Russin had gotten open in front of the net and his teammates had found him there. "The passes he got were nice passes," said Brown, "but he had to finish them. He's a finisher."
"Everything went pretty good," Russin said. "I didn't make a lot of mistakes. We've got a great team."
Russin's achievement made him Evening Sun Athlete of the Week and a similar honor was bestowed by a Westminster radio station. That recognition provided the family with a much-needed boost. "To know he's able to perform . . .," Mary Russin said. "In my mind, and he doesn't say it, it's in the back of his mind that he's doing it for Chris. It's meant an incredible amount. It helps us get through all this. Even the nurses were excited."

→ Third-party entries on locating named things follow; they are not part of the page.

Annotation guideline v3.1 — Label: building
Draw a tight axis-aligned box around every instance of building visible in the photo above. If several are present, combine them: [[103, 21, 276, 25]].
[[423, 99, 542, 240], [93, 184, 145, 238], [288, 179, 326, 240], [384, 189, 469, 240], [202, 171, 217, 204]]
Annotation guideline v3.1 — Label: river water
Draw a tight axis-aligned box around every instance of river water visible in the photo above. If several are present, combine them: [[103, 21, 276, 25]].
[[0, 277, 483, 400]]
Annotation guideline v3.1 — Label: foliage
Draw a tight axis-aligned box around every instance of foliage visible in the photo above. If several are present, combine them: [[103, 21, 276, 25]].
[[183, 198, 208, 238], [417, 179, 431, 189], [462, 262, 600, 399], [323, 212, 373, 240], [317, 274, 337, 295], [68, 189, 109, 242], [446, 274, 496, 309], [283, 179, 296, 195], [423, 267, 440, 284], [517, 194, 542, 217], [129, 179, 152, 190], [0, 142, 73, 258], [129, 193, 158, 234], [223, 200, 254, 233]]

Chris' illness has caused Mary, a medical receptionist, and her husband Randy, a detective lieutenant with the Baltimore County Police Department, to spend their days and nights until 10:30 p.m. in a vigil at the hospital. Jeremy, 17, and his sister Amy, 21, have had to fend for themselves. At the lacrosse team banquet Monday, parents bringing dishes brought extra ones for Jeremy and Amy.
"The recognition is an emotional lift for him," Randy Russin said. "And, knowing that, it makes us feel less guilty that we haven't spent much time with him lately."
But that's nothing.
On Wednesday, the day after South Carroll was eliminated by Dulaney, 9-3, despite another Russin goal, the family got another boost.
"The doctor said Chris' white blood cells were coming back to fight the infection," Jeremy said.
Chris is still in critical condition but, like Jeremy, he's fighting. "I'm amazed, sitting here day after day, that my son who's sick has battled so much," Randy Russin said. "The doctors and nurses have commented on it. All our kids are that way."